Arielle würde wahrscheinlich antworten: weder noch. Sie findet Jana einfach nur spießig, versteht nicht, wie man sich für so ein Leben entscheiden kann, versteht ja sowieso überhaupt nicht, wie man sich für Mutterschaft entscheiden kann. Ich bin vielleicht ein kleines bisschen neidisch auf Jana, weil sie so gesettled ist, keine ewig Suchende. 

Mich langweilen ja Bücher über Mutterschaft meistens. Nicht aber über Tochterschaft. Wie ist Arielle so als Tochter?
Mmh. Arielle ist die Tochter abwesender Eltern; ihre Mutter ist verschwunden, ihren Vater kennt sie nicht. Das führt dazu, dass sie über ihren Vater gar nicht nachdenkt und ihre Mutter anhimmelt. Verschwundene Eltern haben es wohl leichter, können nicht nerven und nichts falsch machen. Arielle hat den ganzen anstrengenden Teenie-Krams um Abgrenzung und Rebellion mit ihrer Großmutter Varuna ausgehandelt, zu der sie die Art angespanntes Verhältnis hat, wie viele Menschen wohl zu ihren Eltern.
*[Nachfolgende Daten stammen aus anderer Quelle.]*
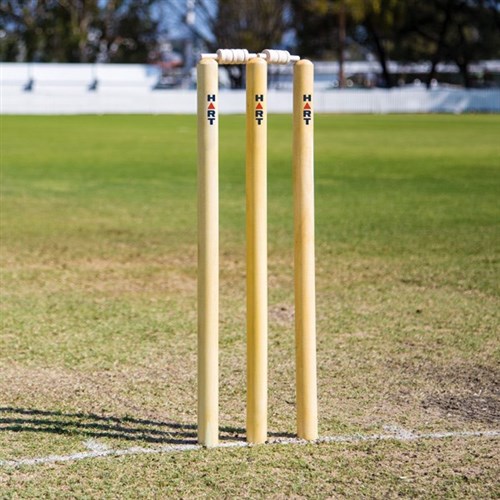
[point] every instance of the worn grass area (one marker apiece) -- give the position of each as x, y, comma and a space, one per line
98, 341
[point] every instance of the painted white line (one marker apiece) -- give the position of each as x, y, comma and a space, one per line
94, 445
98, 450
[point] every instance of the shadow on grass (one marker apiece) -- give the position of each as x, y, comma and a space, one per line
90, 425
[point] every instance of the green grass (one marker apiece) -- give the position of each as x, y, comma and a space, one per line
98, 340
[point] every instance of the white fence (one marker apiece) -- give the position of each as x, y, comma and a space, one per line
102, 89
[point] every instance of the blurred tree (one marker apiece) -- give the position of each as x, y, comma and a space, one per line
251, 24
459, 31
326, 27
77, 30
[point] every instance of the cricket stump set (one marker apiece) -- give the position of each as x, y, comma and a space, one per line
256, 242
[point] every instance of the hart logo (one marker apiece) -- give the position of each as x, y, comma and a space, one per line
211, 109
307, 111
259, 109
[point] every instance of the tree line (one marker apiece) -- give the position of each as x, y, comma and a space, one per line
457, 31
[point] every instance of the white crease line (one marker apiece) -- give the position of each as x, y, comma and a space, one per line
397, 435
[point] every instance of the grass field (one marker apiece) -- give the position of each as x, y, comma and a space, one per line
98, 341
Nutzt du Social Media? Und wie ist dein Umgang mit und Verhältnis zu sozialen Netzwerken?
Nein und schlecht!

Vor circa einem Jahr habe ich mich von gutmeinenden Literaturbetriebs-Leuten zu einem Insta-Account überreden lassen und es dann sechs Monate ehrlich versucht. Und habe gemerkt, dass es mir nicht gut geht damit. Mein Grundgerüst scheint völlig ungeeignet für die große Influencer-Karriere: Ich bin kein offenes Buch, nicht besonders #relatable und mein Mittelungsbedürfnis beginnt und endet bei literarischem Schreiben. 

Wie bei den meisten Dingen, gegen die man sich entscheidet, steht natürlich auch einiges auf der pro-Seite. In meinem Fall war das vor allem der Kontakt zu anderen Autorinnen, insbesondere anderen Debütantinnen. Und dass mir Texten natürlich auch Spaß macht. 
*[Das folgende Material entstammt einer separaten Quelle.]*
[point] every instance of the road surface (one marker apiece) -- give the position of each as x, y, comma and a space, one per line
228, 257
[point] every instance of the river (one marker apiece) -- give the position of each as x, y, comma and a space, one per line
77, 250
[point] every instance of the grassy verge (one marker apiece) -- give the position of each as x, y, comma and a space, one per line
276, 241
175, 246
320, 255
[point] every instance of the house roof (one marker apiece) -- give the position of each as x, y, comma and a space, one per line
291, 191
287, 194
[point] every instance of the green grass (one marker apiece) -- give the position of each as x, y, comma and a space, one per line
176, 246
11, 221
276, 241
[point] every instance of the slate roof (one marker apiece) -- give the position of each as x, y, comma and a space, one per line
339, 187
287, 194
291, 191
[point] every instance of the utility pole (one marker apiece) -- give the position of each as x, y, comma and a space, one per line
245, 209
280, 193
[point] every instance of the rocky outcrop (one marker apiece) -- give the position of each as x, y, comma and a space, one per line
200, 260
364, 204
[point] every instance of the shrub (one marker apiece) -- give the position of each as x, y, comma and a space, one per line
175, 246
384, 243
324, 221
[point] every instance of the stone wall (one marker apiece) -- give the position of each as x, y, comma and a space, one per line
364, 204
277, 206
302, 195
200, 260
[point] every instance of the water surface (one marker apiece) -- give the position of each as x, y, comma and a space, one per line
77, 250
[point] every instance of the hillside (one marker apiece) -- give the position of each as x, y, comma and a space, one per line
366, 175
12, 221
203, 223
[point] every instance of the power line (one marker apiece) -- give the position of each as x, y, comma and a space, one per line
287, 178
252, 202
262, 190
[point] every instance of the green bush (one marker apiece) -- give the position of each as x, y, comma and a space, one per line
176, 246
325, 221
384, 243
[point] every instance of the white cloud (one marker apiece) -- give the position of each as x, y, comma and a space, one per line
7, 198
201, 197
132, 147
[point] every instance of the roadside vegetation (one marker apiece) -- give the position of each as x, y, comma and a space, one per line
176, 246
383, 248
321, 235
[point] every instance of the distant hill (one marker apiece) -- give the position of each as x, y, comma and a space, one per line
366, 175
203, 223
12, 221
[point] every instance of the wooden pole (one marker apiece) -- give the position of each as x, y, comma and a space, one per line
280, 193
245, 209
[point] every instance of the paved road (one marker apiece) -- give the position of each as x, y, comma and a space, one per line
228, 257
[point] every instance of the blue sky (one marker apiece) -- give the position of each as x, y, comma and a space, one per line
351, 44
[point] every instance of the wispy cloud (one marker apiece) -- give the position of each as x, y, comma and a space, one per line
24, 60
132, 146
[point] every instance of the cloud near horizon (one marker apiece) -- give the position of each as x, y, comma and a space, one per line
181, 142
Auf der contra-Seite steht: Was Social Media mit meiner Aufmerksamkeitsspanne macht, mit meiner Art, mich über die Welt zu informieren, mit meinem Selbstbild, meinen Ängsten, mit dem need, plötzlich den eigenen Alltag auf Verwertbarkeit abzuklopfen, dem Druck, mich bitte schnell und in Kachelform zum Weltgeschehen zu positionieren.

Und da ist noch nichts über Demokratiegefährdung und anorektische Teenager gesagt, das war jetzt nur, wie Social Media mein ganz privates Leben verschlechtert. 

Und gleichzeitig weiß ich nicht, ob ich mir diese Haltung leisten kann, in einem Betrieb, wo Follower-Zahlen und Netzwerken wichtig sind, wo Selbstvermarktung Teil der Jobbeschreibung ist.

Vielleicht kehre ich also bald zurück, poste Outfits, Veranstaltungshinweise und Lektüretipps und leugne, das da oben je gesagt zu haben. 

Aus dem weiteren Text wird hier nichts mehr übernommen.